Leandra desce na rodoviária de Presidente Epitácio SP, segue numa Van da empresa que presta serviço a empreiteira onde ela irá trabalhar.
     O serviço de terraplanagem e preparo do solo para a implantação do campo industrial da usina faz Leandra derramar lágrimas ao ver aquele pequeno exército de homens e máquinas ali.
     Roney vem até ela se apresentando, ele é um dos engenheiros colega de trabalho dela.
     - Isso esta ficando lindo.
     - Pois é, e vai melhorar muito, estamos quase ao término de uma das fases.
     - Sério?
     - Sim, só que ainda temos algum impasse com o meio ambiente.

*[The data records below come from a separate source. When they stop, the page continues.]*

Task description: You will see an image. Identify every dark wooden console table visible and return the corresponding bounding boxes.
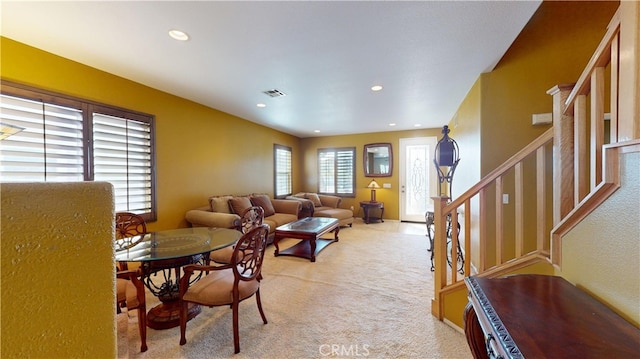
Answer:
[464,275,640,358]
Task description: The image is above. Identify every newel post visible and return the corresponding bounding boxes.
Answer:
[547,84,575,225]
[430,196,448,320]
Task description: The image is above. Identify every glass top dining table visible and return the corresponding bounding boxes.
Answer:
[115,227,241,262]
[114,227,242,330]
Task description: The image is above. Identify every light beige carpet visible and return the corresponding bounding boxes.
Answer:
[119,222,472,358]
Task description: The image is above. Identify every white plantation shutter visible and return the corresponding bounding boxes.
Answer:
[318,147,355,196]
[0,83,156,220]
[274,145,292,197]
[93,113,153,214]
[0,94,84,182]
[335,149,354,194]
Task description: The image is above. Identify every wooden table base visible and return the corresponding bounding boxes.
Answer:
[146,301,201,330]
[276,237,337,262]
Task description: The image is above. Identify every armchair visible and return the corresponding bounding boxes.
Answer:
[209,206,265,265]
[116,268,147,352]
[178,224,270,353]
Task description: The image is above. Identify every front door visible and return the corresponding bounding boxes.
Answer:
[399,137,438,222]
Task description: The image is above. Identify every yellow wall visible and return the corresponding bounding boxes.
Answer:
[439,0,621,326]
[300,128,443,220]
[480,1,618,265]
[1,182,115,358]
[0,37,302,232]
[556,151,640,327]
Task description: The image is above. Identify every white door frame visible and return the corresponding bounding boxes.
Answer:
[399,137,438,222]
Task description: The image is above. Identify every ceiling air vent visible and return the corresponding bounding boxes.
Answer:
[262,89,286,98]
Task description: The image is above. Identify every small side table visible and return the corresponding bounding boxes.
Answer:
[360,201,384,224]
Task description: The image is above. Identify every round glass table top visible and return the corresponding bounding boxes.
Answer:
[115,227,241,262]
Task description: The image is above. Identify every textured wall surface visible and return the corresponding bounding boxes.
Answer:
[1,182,116,358]
[560,151,640,327]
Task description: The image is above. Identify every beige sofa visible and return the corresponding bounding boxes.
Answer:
[185,194,301,245]
[287,192,354,227]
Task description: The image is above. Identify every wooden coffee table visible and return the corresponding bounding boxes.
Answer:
[273,217,339,262]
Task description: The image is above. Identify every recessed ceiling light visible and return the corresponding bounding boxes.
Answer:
[389,123,396,127]
[414,124,422,127]
[256,103,266,108]
[168,29,189,41]
[314,130,321,133]
[371,85,383,92]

     Um outro engenheiro se aproxima deles, chama-se Marcelo, Leandra sente algo ruim ao ve-lo.
     - Olá.
     - Oi.
     Almoçam os 3 ali em uma parte reservada para os cargos acima dos trabalhadores normais no restaurante improvisado pela empresa, a comida vem de Rio das Almas, a cidade mais próxima dali, uns 50 km.
     - Gente, não sei vocês, mais eu estava morrendo de fome.
     - Acredite, nós também.
     Leandra olha para os dois ali a sua frente, Roney a olha com alegria, já Marcelo com desejo misturado em outras intenções.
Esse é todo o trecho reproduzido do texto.